I’ve battled depression, postpartum mood disorders, and a bipolar diagnosis I didn’t want to accept. And yet, somehow, God kept pulling me through each storm. Every. Single. Time.
I finished college. I earned my HR degree. I even got certified and built a career I love. But emotional wounds don’t clock out just because your LinkedIn profile looks polished.
Work became a source of grief, too. I had helped create systems and processes that ultimately made a big part of my own role obsolete. It was great for the company, but left me feeling invisible, depleted, and lost. The depression that followed snuck up slowly—until I realized I was crying every day, isolating, and believing the lie that everyone hated me.
Eventually, I hit a wall. I no longer wanted to exist. That terrified me. I remembered the promise I made to myself years ago: I would never let myself go there again. But I was already there.
My husband took me to the hospital. I spent five incredibly hard days in inpatient care. No phone. No music. No outside world. And yet... the songs of hope were still in my head:
"Peace, be still..." — Hope Darst
"Speak Life..." — TobyMac
God's Word, hidden in my heart through worship, was louder than my despair.

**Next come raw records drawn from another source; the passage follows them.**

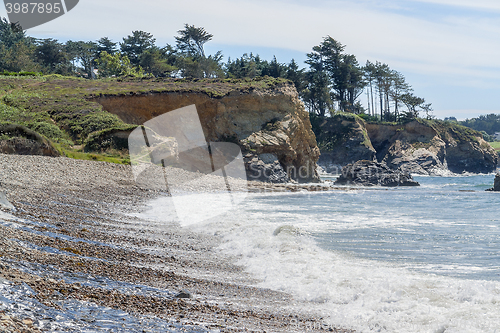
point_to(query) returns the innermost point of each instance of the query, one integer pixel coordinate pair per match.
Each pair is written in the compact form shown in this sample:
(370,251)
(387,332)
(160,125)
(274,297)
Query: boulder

🔦 When Faith Meets Therapy
After leaving the inpatient facility, I entered an intensive outpatient program (IOP). I had to learn how to make healthy choices again—even when I didn’t feel like it.
I wasn’t shy about my faith. Some in the room may have found it annoying. But I know I wouldn’t have made it through that season without Jesus.
One day, when I felt myself spiraling again, I heard it in a whisper:
"My help comes from the Lord..."
I couldn’t even place the Scripture reference in that moment. I just Googled what I remembered. It brought me to Psalm 121, and it changed everything:
"I look up to the mountains—does my help come from there? My help comes from the Lord, who made heaven and earth!"
—Psalm 121:1-2 (NLT)
Mountains may offer a place of rest or refuge, but they aren’t the source of protection. God is. Period.
Psychiatric support, therapy, and medication are all tools. But my healing was built on the foundation of God's Word.
"Don’t be afraid, for I am with you. Don’t be discouraged, for I am your God. I will strengthen you and help you. I will hold you up with my victorious right hand."
—Isaiah 41:10 (NLT)
"Don’t worry about anything; instead, pray about everything... Then you will experience God’s peace, which exceeds anything we can understand."
—Philippians 4:6-7 (NLT)
These verses didn’t make my pain vanish. Sometimes, clinging to them felt frustrating. But the Holy Spirit is so patient. He gently waits for us to stop micromanaging and start trusting.
Encouragement: Reach Out to the Hurting
If someone in your life is struggling, don’t underestimate what a simple check-in can mean. You don’t need the perfect words. You don’t need to fix their situation.
Just listen.
Pray with them.
Ask: "How can I love you well today?"
You might be the only glimpse of hope they see this week.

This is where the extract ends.